Transformative advances in single-cell omics: a comprehensive review of foundation models, multimodal integration and computational ecosystems
Taylor Yiu, Bin Chen, Haoyu Wang, Genyi Feng, Qiang-Qiang Fu, Huijing Hu
Abstract
Recent advances in single-cell multi-omics technologies have revolutionized cellular analysis, enabling comprehensive exploration of cellular heterogeneity, developmental trajectories, and disease mechanisms at unprecedented resolution. Foundation models, originally developed for natural language processing, are now driving transformative approaches to high-dimensional, multimodal single-cell data analysis. Frameworks such as scGPT and scPlantFormer excel in cross-species cell annotation, in silico perturbation modeling, and gene regulatory network inference. Multimodal integration approaches, including pathology-aligned embeddings and tensor-based fusion, harmonize transcriptomic, epigenomic, proteomic, and spatial imaging data to delineate multilayered regulatory networks across biological scales. Federated computational platforms facilitate decentralized data analysis and standardized, reproducible workflows, fostering global collaboration.

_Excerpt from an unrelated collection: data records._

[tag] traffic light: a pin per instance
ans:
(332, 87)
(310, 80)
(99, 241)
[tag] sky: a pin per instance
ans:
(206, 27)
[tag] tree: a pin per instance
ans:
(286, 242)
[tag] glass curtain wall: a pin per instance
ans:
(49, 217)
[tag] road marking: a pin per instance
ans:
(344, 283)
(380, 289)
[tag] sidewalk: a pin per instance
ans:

Challenges persist, including technical variability across platforms, limited model interpretability, and gaps in translating computational insights into clinical applications. Overcoming these hurdles demands standardized benchmarking, multimodal knowledge graphs, and collaborative frameworks that integrate artificial intelligence with human expertise. This review synthesizes recent technological advancements and proposes actionable strategies to bridge single-cell multi-omics innovations with mechanistic biology and precision medicine.